Each bar displays two numbers: the task duration time and the virtual memory size peak.
As each process can spawn many tasks, colors are used to identify those tasks belonging to the same process. To enable the creation of the execution timeline add the -with-timeline command line option when launching the pipeline execution. For example:
nextflow run <pipeline> -with-timeline [file name]The Python scripts perform the mapping from the observational and clinical Data Coordinating Center (DCC) format to the ARDaC CDM node format. The DCC format currently supported by the mappers is set in the _constants.py file in the python/ardac script directory under the parameter __dcc_data_release__. The parameter __mapping_version__ sets the version of the mapping software which implements the mapping for the current DCC release. If the mapping for a particular DCC data release is to be updated, then the mapping version should be increased. If support for a new DCC data release is to be implemented, then the DCC release version should be increased and the mapping version reset to 1.0.0.
The Nextflow workflow script is built for a particular DCC data release. The DCC data release version expected by the Nextflow workflow is set in the nextflow.config file under the params.dcc_release configuration parameter.

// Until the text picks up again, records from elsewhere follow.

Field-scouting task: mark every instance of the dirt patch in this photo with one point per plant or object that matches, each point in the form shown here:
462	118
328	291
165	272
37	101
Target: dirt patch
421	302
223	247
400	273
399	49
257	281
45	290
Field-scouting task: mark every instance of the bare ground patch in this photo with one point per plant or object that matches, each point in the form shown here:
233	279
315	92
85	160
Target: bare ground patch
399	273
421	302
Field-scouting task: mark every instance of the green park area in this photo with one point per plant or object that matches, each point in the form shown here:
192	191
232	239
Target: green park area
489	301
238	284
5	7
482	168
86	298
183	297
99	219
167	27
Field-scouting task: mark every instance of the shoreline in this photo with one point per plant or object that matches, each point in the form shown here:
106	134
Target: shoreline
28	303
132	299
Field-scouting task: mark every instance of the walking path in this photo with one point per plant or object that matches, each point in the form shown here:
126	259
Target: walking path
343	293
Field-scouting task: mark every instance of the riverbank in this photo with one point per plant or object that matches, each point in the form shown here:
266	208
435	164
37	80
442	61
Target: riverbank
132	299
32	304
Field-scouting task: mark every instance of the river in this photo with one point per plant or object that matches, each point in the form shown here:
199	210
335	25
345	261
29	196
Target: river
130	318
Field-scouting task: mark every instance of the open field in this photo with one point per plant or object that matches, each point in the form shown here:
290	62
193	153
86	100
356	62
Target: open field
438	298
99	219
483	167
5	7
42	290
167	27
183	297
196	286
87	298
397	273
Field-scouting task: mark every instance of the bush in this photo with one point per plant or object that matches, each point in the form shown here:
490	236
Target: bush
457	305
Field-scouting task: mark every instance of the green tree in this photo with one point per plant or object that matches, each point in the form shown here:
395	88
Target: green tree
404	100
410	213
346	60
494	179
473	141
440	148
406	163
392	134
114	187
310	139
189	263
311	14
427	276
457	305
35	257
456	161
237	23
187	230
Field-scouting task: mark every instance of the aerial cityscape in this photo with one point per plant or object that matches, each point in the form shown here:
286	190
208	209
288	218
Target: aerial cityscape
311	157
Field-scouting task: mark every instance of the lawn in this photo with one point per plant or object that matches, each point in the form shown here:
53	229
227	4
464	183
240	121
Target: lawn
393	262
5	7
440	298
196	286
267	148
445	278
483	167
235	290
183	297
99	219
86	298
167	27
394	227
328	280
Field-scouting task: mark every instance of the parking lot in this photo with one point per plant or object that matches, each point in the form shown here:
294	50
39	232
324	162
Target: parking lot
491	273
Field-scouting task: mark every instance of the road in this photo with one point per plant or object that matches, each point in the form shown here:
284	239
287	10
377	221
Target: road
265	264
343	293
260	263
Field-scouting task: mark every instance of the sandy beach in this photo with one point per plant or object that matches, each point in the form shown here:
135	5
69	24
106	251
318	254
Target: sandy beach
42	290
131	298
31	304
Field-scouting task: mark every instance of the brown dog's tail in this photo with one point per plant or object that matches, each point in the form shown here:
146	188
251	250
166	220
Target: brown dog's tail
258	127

The main branch is expected to contain the latest tested mapping implementation for production use. Git tags should be used to indicate which main branch version corresponds to a particular DCC release and mapping version. Development for a new mapping version should occur in the develop branch. Any development of new features should occur in subbranches of the develop branch and merged into the develop branch as they are completed. The develop branch should also be used for integration of multiple new features through merging of the feature branches into develop. Once the develop branch is fully tested, the version parameters can be updated accordingly and the branch merged into main and tagged for production release. This process is detailed in the development.md file in the docs subdirectory.